Closed gloaming2dawn closed 2 years ago
Hi @gloaming2dawn thanks for your interest. A large portion of the difference between LaMCTS and other baselines in Ant/Humanoid in that figure is due to weight initialization. LaMCTS was initialized at 0 (same as ARS), while other methods are initialized in a local region around 0, which turns out to have a huge difference in the final performance. So the comparison is a bit unfair. We suspect that why ARS works is also due to that (initialized at 0). For Ant/Humanoid policy optimization, initializing the linear weight to be zero seems to have a huge advantage.
We are fixing this issue and will post an updated figure in the paper. Thanks for your patience.
Hi @gloaming2dawn, the paper has been updated to resolve this issue: https://arxiv.org/pdf/2007.00708.pdf. Please let us know whether you have any future questions. Thanks!
Hi, recently we try to reproduce the result of mujoco task Ant-v2 in your paper. However we found all algorithms include LAMCTS cannot find reward more than -1000 after 10000 iterations. (In the paper LAMCTS should get a reward more than 1000.)
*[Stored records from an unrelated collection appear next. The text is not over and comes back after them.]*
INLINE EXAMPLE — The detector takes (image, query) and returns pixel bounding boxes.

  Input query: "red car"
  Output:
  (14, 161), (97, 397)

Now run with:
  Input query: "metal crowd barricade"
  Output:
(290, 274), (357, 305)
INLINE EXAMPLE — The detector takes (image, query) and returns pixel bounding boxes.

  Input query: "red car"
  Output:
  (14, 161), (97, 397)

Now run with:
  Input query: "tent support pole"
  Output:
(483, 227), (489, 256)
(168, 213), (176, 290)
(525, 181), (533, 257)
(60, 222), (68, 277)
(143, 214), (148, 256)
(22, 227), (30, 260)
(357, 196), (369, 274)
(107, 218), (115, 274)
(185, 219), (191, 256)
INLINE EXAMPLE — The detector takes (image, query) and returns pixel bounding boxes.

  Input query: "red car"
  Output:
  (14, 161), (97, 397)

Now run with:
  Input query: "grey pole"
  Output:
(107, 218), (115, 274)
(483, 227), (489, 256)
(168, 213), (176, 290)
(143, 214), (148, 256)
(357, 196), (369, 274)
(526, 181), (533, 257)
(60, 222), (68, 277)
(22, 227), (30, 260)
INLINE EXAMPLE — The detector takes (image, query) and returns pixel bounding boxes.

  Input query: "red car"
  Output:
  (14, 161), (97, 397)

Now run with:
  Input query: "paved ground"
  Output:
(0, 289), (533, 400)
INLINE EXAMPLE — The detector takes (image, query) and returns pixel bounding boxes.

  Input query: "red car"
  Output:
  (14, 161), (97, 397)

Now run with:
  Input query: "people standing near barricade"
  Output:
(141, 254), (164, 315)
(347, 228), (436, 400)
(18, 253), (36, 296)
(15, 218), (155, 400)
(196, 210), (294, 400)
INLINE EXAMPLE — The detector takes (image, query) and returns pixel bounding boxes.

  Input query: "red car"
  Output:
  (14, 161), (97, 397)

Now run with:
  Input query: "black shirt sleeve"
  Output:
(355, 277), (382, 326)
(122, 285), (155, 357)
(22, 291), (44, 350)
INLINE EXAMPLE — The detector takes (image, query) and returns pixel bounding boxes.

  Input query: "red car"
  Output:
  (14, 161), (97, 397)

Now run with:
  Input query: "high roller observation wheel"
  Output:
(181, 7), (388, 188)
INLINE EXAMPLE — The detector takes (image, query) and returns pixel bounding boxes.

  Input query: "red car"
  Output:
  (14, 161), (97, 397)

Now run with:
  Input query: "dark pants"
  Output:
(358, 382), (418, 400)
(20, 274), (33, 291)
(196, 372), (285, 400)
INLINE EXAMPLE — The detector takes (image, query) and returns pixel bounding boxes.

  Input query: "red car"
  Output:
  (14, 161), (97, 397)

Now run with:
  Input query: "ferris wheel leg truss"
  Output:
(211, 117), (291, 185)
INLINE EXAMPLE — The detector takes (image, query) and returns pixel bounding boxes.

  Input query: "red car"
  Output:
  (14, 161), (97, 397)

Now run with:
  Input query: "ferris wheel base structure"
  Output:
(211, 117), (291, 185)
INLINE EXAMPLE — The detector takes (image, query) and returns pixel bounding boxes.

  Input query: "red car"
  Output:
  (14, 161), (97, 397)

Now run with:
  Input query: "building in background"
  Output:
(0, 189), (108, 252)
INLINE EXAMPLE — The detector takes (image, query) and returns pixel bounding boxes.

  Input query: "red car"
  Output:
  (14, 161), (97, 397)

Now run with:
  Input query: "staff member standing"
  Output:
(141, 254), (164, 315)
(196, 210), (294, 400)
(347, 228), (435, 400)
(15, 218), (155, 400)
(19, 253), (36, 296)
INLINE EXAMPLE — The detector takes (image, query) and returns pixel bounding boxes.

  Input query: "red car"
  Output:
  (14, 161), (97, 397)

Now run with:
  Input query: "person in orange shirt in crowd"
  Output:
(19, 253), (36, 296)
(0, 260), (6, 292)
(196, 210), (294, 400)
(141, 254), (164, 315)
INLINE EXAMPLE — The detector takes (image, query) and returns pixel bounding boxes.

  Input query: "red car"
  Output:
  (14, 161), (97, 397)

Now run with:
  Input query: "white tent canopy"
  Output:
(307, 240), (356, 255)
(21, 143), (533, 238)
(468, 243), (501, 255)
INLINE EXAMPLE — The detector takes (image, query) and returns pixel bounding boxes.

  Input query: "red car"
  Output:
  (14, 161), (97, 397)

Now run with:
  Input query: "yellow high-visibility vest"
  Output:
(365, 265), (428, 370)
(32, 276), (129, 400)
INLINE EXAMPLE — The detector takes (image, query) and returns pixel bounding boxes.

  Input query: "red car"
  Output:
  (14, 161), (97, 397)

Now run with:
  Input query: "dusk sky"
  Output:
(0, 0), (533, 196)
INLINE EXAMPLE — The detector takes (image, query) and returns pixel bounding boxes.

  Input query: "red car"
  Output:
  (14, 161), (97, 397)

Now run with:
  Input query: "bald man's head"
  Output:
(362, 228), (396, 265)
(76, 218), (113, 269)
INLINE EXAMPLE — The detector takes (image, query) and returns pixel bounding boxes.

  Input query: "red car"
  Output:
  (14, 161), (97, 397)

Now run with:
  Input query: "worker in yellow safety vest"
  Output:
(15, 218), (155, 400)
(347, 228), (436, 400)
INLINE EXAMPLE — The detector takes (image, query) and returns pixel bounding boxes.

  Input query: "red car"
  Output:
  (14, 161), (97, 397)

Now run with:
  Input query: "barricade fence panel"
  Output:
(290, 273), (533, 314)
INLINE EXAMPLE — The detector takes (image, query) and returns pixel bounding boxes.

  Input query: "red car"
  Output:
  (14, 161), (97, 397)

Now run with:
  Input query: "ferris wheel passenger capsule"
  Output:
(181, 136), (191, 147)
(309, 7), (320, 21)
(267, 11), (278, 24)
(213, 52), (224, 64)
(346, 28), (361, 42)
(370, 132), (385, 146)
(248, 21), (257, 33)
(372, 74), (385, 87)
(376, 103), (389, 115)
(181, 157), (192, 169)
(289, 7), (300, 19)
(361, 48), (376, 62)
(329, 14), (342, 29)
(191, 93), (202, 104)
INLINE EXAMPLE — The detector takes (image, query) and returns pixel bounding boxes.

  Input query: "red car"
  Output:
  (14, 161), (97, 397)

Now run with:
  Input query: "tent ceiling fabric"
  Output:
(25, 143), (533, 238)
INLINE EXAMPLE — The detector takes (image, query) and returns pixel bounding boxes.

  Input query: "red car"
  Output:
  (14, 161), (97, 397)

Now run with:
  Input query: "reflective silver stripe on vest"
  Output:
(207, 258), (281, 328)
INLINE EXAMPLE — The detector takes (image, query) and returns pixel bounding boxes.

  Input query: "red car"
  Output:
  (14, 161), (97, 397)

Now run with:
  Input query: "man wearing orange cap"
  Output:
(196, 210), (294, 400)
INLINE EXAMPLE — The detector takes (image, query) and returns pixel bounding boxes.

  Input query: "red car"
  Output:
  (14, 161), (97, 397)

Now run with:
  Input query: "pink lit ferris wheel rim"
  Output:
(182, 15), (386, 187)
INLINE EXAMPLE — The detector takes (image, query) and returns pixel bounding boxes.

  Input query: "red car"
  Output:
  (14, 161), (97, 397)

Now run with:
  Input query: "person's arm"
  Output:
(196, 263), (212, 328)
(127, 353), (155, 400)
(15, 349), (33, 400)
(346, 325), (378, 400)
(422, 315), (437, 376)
According to your paper, We use mean and std for linear policy from https://github.com/modestyachts/ARS and use 20 rollouts to get an average reward. (We use turbo as the local optimizer)
Actually, we got similar results of the paper in simple tasks like Swim, Hopper and HalfCheetah. But for Ant-888d task, we cannot reproduce the result in your paper. Can you reproduce the Ant-v2 result using the current code? Is there anything we need to change to reproduce the results?